The problem I discuss in this blog post is from the nice page by Dan Meyer. The blog is interesting anyway because of the way Dan thinks about teaching. The concept „less helpful“ says it all. I was sometimes asked by a newbie teacher how to plan a course. My answer was: „Make them work!“. And with „work“ I am not talking about stupid fact learning. It is all about questions, discoveries, and the satisfaction to have found an answer, even it is not the best one. They will appreciate the solution only after having appreciated the problem.
Sorry about this digression. The problem is to minimize the surface
\(S = 2(ab+bc+cd)\)
given the volume
\(V = abc.\)
With no further restrictions the answer is …
That is one of the points where Dan would allow guesswork. Even better, he would allow you to discover the problem itself from real world situations. And to see, why it is a problem at all.
You can surf the answer, or find it using Lagrange’s method or any other method involving Calculus. The result is no surprise.
\(a=b=c=V^{1/3}.\)
If students do this I often have to ask the questions they do not ask. E.g., why is the solution of the Lagrange equations a minimum? Couldn’t it be a maximum? What happens if a, b, or c tend to 0? Can you find a proof without derivatives?
But the cited page does pose the constraint that a,b,c should be integer. This changes the problem and puts it to a higher level. In fact, I am quite sure that there is no easier algorithm than trying all triplets of divisors of V. There are some shortcuts, for sure, and to find them is a nice job. For a start, try simple numbers like 24.
The twist on the page is something deeper, however.

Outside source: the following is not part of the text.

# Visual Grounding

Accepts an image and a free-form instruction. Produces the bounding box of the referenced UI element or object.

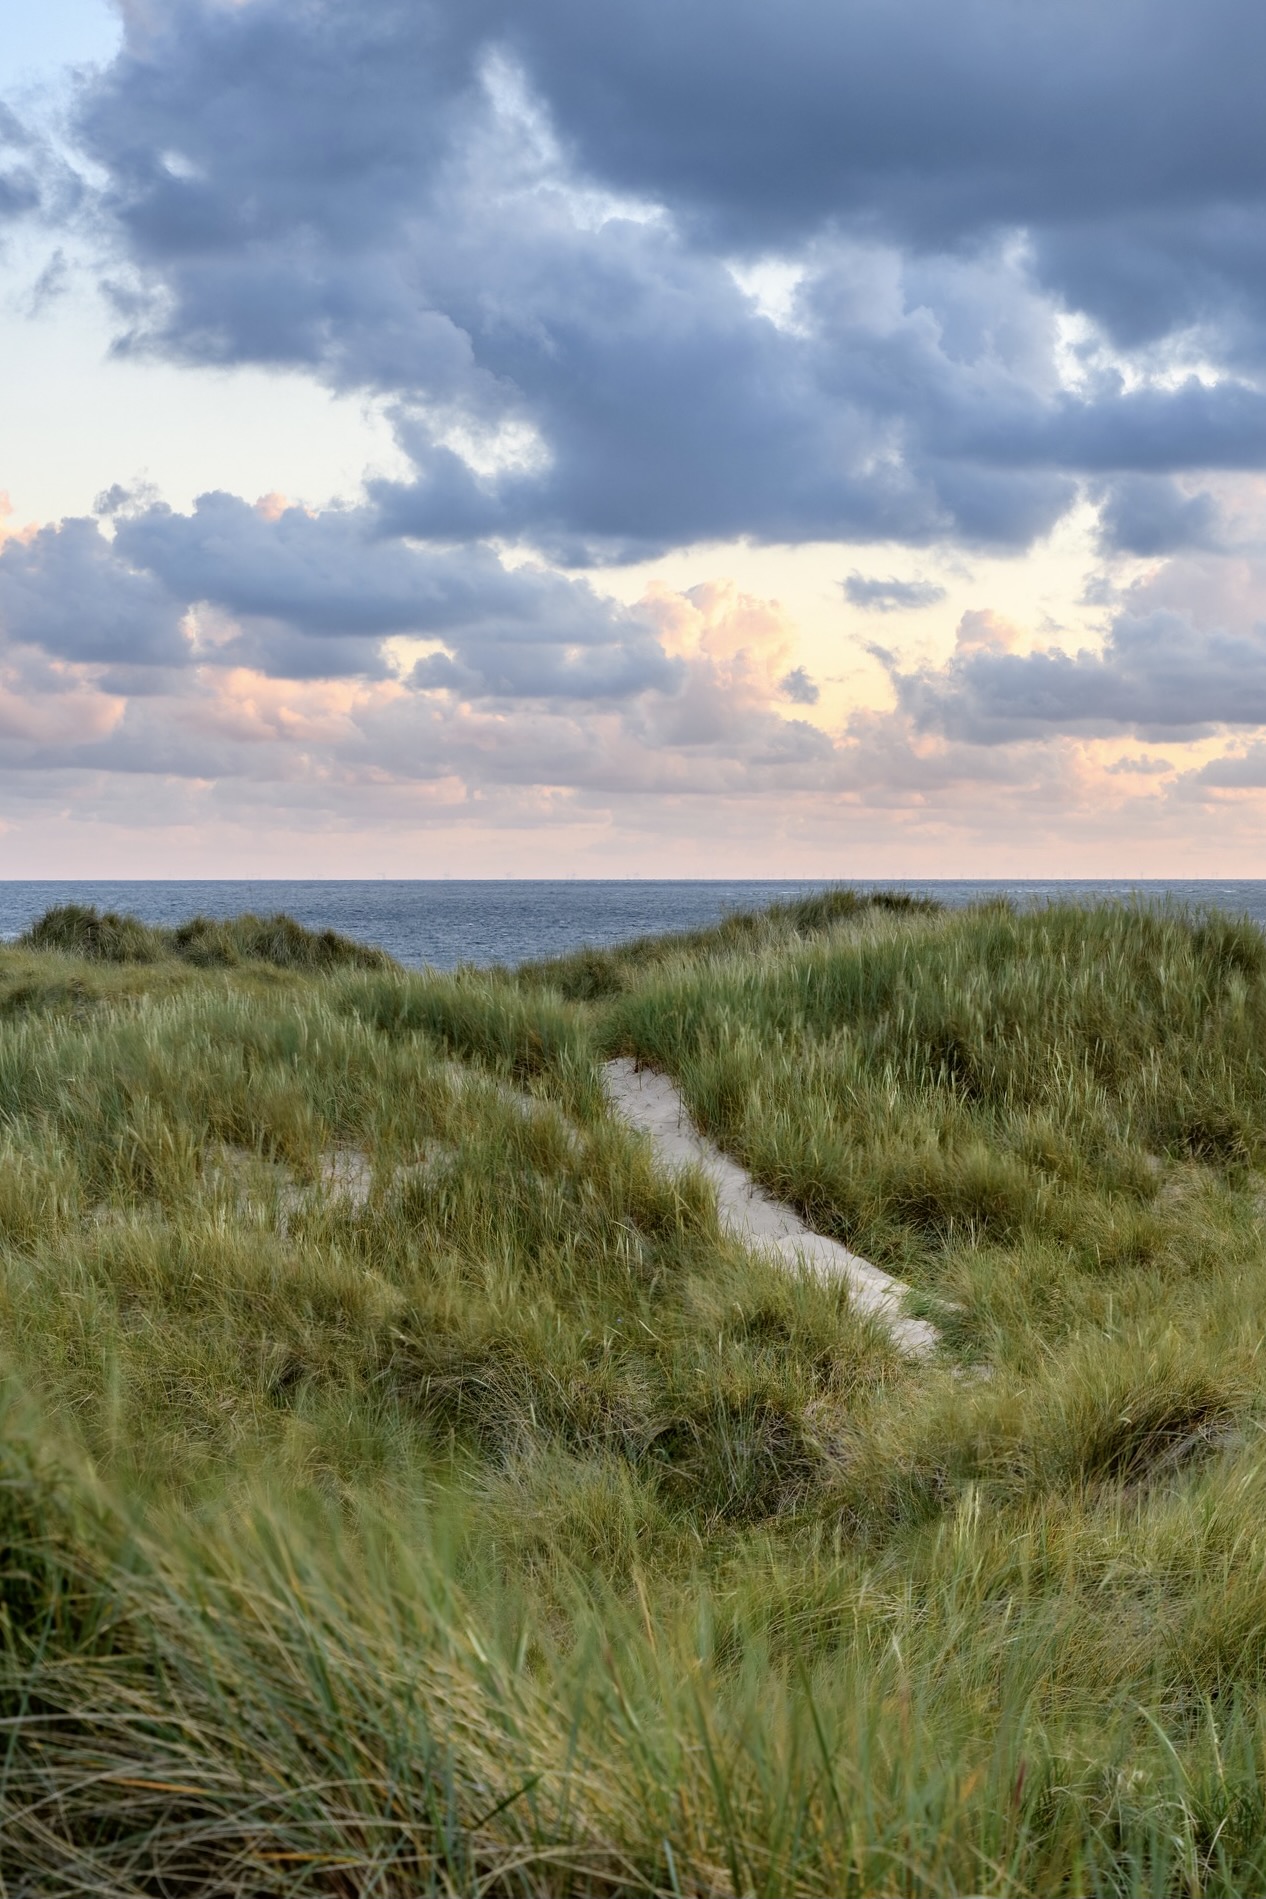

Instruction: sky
[1,0,1265,877]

Dan asks the readers for easy algorithms, and then puts up a contest to break these algorithms. This leads to endless trials and errors, discovering nice and useful math along the way. I like this very much.
Let me give you an example. The most obvious candidate for a solution is to take divisors close the cube root of V, unless the remaining divisor is a large prime. You need to go a long way to find counterexamples to this. I had to write a program to find one, 5850. The minimal solution does not contain the divisors closest to the cube root, and none is a prime. But read the comments on that page for yourself.
How this all translates into teaching at a university, I do not know. But I know that it should.